Q Is that how liberal churches can become more relevant?

A Of course. I mean, who ends up taking on the Christian right? It’s the new atheists rather than the people who should have smelled these people out from the beginning. They give them credibility and acceptance in the name of tolerance and inclusiveness. What they forgot is that heretics exist and these people are heretics.

Q You’ve talked about societies that lose the understanding of the sacred. Do you think that’s where we are now? 

A Well, of course we’ve lost the capacity for the sacred. Everything is reduced to a vulgar cash value. The Arctic summer ice starts melting, and all we can think about are scooping up the last vestiges of the fish stocks and the oil and the minerals. The planet is being destroyed. Societies that lose the capacity for the sacred commit collective suicide, and that’s what we’re doing.

Q How can we regain that lost understanding?

A I don’t know, because it’s just getting worse and worse. Canada is as bad as the U.S. It’s walked away from the Kyoto Protocol, it’s building the Keystone XL pipeline, it’s exploiting the tar sands. Where do they think this is going to end?

Q In 2011, you were arrested at an Occupy Wall Street demonstration outside Goldman Sachs headquarters. You’ve said you feel more of a connection with the movement than you do with church. Why is that?

A Because people in the movement are actually fighting back. The church long ago stopped speaking prophetically within the wider society for fear of offending a splintered base, which was partly evangelical. The other half was aging liberals. It’s really sad that the church has become such a marginal force within the wider society, which was not true in the 1960s.

Q What do you think happened?

A Well, the white liberal church walked out on Martin Luther King’s call for economic justice. Racial justice, or a kind of legalistic reconfiguring, was fine, but challenging systems of economic power was something that made them very uncomfortable. I think they busied themselves with a kind of “How is it with me?” spirituality, which is really narcissistic. I think genuine spirituality is always built around acts of resistance, as Martin Luther King wrote. You go into most churches, and there’s a particular economic stratum and a particular racial stratum. Outsiders are not really present.

Q What kind of role would you like to see liberal churches play in the Occupy movement?

A I’d like to see clergy go down and get arrested, but they’re too scared.

You’ve said that everything you fight for may be worse by the end of your life. Yet you still think it’s worthwhile.

A Yes, because faith is not about what you accomplish. Faith is about fighting for the good, in so far as we can determine it, and then letting it go. We believe that it goes somewhere even if all the empirical evidence says otherwise.

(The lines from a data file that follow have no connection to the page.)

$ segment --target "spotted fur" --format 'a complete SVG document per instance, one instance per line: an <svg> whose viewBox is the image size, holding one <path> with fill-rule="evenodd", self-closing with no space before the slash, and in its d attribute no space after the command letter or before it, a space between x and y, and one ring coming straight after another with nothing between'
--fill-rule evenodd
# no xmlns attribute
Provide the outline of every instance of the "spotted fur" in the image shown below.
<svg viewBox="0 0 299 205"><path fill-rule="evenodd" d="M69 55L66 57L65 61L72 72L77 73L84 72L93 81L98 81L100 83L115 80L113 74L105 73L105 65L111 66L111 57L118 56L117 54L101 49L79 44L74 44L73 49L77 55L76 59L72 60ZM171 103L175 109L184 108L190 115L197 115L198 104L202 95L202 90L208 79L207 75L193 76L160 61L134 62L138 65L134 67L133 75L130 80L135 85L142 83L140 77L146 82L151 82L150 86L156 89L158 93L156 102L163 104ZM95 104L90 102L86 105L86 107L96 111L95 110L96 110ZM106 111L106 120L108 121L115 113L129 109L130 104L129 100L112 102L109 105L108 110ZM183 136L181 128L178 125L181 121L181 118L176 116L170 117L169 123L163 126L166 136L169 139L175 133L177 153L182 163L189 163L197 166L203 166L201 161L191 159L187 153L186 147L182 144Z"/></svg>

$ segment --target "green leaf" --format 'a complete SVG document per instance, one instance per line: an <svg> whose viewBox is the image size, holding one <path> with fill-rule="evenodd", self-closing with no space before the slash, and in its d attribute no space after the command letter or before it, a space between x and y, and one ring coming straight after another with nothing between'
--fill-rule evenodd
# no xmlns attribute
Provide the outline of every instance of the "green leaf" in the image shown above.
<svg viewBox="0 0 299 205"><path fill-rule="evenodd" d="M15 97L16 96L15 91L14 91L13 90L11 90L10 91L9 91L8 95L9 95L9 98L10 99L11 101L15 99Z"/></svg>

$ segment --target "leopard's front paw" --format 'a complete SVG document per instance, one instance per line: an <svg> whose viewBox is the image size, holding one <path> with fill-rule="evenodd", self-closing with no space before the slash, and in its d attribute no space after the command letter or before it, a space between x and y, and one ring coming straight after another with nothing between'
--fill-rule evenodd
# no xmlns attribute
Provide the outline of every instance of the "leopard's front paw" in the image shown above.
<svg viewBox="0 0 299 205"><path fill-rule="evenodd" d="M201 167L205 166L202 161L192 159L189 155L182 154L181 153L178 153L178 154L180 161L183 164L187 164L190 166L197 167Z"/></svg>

That’s what faith is. It’s not about Jesus giving me a Cadillac or something. Faith is accompanied by tremendous doubt. So one believes finally that the good attracts the good, but it may be that, within our lifetime, everything we see deteriorates. But that doesn’t invalidate what we’ve done.

Q What keeps you motivated?

A Anger at how the oppressed are treated, and the fact that I don’t sever my connections with the oppressed. I just spent two years in the poorest pockets of the United States. I teach inmates. I keep the reality of the oppressed personal. When you see people like that who suffer, not to act is a kind of betrayal. Plus, I spent 20 years in places like Gaza and southern Sudan. I know what it’s like to live in that kind of poverty and despair.

Q Reading your books, it’s hard not to feel despair.

A Sure, but you can’t talk about hope if you don’t confront what’s real. Otherwise, hope becomes an illusion, and I’m not interested in illusions. The first step toward the capacity for hope is the recognition of where we are. If we refuse to recognize where we are, then everything we do is futile.

Q How can we remain hopeful?

A By building movements. When I was arrested in front of Goldman Sachs, we should have had 100 clergy with us. Where were they? Too busy.